According to http://msdn.microsoft.com/en-us/library/ms795478.aspx ....



> *Bug check 0x7F typically occurs after you install a faulty or mismatched hardware (especially memory) or if installed hardware fails.
> *
> A double fault can occur when the kernel stack overflows. This overflow occurs if multiple drivers are attached to the same stack. For example, if two file system filter drivers are attached to the same stack and then the file system recurses back in, the stack overflows.

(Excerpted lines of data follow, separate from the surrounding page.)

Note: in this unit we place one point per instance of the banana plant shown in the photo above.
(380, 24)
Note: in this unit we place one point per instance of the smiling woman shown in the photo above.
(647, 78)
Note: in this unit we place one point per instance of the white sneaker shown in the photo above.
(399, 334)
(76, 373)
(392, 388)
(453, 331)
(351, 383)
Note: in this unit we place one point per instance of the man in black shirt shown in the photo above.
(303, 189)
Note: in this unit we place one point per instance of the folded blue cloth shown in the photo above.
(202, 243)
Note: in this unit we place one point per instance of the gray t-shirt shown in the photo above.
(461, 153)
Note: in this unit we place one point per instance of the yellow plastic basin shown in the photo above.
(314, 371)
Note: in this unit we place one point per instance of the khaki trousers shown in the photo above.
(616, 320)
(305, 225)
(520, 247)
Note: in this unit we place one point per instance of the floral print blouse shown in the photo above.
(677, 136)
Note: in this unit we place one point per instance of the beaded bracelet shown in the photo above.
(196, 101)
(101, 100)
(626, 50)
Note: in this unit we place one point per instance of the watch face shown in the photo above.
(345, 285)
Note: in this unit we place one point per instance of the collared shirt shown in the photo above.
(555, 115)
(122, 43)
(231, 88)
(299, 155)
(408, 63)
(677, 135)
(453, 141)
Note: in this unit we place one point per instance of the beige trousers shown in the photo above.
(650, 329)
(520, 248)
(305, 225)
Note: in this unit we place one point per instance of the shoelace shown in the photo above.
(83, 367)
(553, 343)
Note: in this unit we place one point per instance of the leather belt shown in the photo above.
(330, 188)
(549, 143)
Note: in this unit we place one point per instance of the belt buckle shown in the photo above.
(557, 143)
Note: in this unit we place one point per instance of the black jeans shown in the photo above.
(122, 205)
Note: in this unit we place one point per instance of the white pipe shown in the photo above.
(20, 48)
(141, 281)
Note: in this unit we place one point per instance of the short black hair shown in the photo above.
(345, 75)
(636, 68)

How did you clean the RAM?


----------



## Dynex09 (Aug 28, 2009)

Very carefully, using a plain white cloth, just wiping away the dust, kept my fingers on boths sides of the circuit board. As Dell instructed.


----------



## DT Roberts (Jun 22, 2009)

I'm unsure of this. You may have damaged the contacts on the bottom... Not to say that you're lying or anything, but they are VERY fragile...

Try reinstalling the memory. Did you install any other hardware?


----------



## Dynex09 (Aug 28, 2009)

How would I reinstall the memory? And no, I did not. However, it is the first time I've seen this mfe.sys ever before and I've seen other people via Google with this problem. However, maybe it is because I may have messed up the memory, but the odd thing is, I don't recieve the BSOD everytime I start up, I'm not betting it's random, I'm just enlightening. Although, I was very careful. When I went on remoteassist with him, he informed me to do this, as well as try removing a RAM stick from my computer.


----------



## DT Roberts (Jun 22, 2009)

Ya see...Dell is Dell. Their tech support is neither the most knowledgeable of helpful. I'm not saying that it's completely wrong to clean the RAM, but it would be safer with compressed air.

Please download and run memtest86, available here: www.memtest86.com

In order to run it, you need to burn it to a CD or DVD with an ISO burner and boot the computer with it. If you don't have an ISO burner, you can get one here: www.imgburn.com


----------



## Dynex09 (Aug 28, 2009)

I have several cannisters of compressed air, I use them to get most of the dust out of the fans, every week or so, I'll make sure to be more careful and try to get them with the RAM, I'll make sure to keep you updated after I do my memtest, thank you very much.

EDIT: As far as Dell goes, I'll be coming to you guys with my more complicated questions, I don't have to wait in a queue and there's a much more knoweledgable database with problems similiar to my own. Not to be an annoyance, I'm just tired of waiting two hours in queue at number 9, then have him delete my dump files, and some windows updates and give me information that's insufficient.


----------



## DT Roberts (Jun 22, 2009)

Sure, glad to help. Keep me posted.


----------



## htucker (Aug 27, 2009)

I’ve had a similar issue with Symantec. BSOD, then dumps referring to a driver file associated with it. The solution was to boot into safe mode, disable all Symantec processes and startup items using msconfig, reboot into normal mode and uninstall Symantec, reboot back into normal mode and reinstall Symantec. (Symantec won’t let you uninstall it from safe mode, if McAfee will let you uninstall it in safe mode then do that and reboot then install in normal mode)

This looks very similar to that issue.

Good luck!


----------